Es importante destacar que fue la Academia Mexicana de la Lengua quien inició el deshielo diplomático en 1951, organizando un Congreso en Ciudad de México para el que fueron convocadas las otras 22 Academias de la Lengua Española. En dicho Congreso se promovió la creación de una Asociación de todas ellas, cuya Presidencia se ofreció generosamente a la Real Academia Española.
La situación se fue normalizando a partir de entonces y, con la Transición Española de 1978 y la democratización de nuestro sistema político, terminaron definitivamente los pasados recelos y desencuentros. Buena prueba de ello es el hecho de que, entre los galardonados con el Premio Cervantes, el Nobel de las Letras Españolas, que anualmente entrega el Rey de España, figuran seis prestigiosos escritores mexicanos: Octavio Paz, Carlos Fuentes, Sergio Pitol, José Emilio Pacheco, Elena Poniatowska y Fernando del Paso.
En este siglo XXI, un elevado número de estudiantes mexicanos cursan estudios en las Universidades españolas, especialmente en Madrid, Salamanca y Alcalá de Henares, y los avances tecnológicos en el campo de las comunicaciones posibilitan una mayor fluidez en las relaciones, nunca interrumpidas, entre los ciudadanos de ambos países.

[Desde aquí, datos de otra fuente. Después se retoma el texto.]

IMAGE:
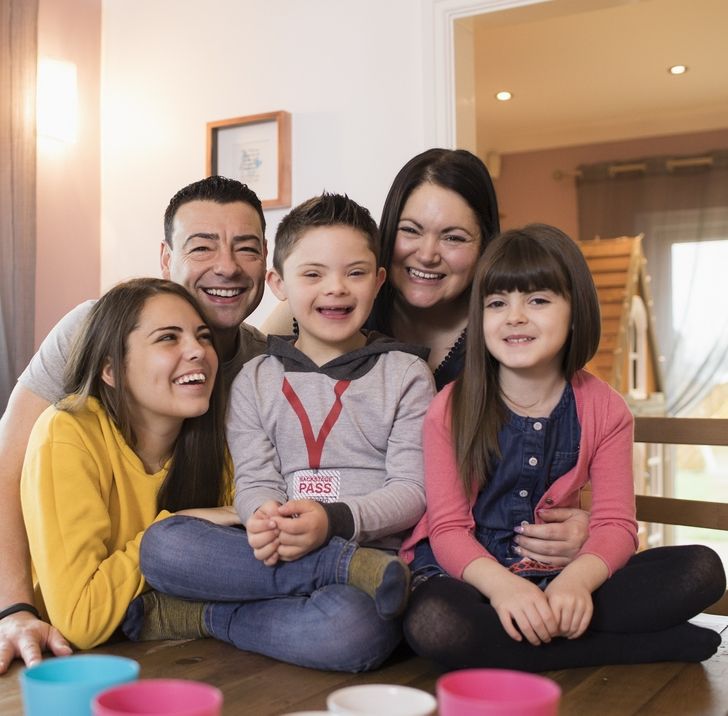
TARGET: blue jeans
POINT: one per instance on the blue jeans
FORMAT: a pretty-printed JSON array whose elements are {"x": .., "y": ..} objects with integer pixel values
[{"x": 297, "y": 611}]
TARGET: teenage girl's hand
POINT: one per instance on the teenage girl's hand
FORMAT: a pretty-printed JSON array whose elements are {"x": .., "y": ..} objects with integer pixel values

Y, para finalizar esta intervención, quiero destacar cómo actualmente estamos asistiendo en todo el mundo al nacimiento de una sensibilidad creciente hacia los derechos de los pueblos indígenas, y más concretamente, al derecho a conocer su pasado y a conservar sus propias lenguas y culturas. Esto ha motivado el interés por estudiar de nuevo, revisando y analizando, bajo la perspectiva de nuevas metodologías, los antiguos escritos de aquellos Cronistas de Indias que recogieron en sus obras las costumbres y tradiciones de los pueblos precolombinos.
Volvemos así a uno de los pilares fundamentales de nuestro puente lingüístico-cultural, ese puente que empezó a construirse en el siglo XVI y que ha ido creciendo en el transcurso del tiempo hasta llegar a nuestros días. Y ello ha sido así gracias a la argamasa que ha unido todos sus elementos. Esa argamasa está formada por el idioma común, la religión, la sangre compartida, el respeto mutuo y, sobre todo, el afecto recíproco y sincero entre México y España.
MUCHAS GRACIAS.
Conferencia impartida el jueves 18 de Octubre de 2018 en Monterrey (México) a invitación de la Universidad Autónoma de Nuevo León.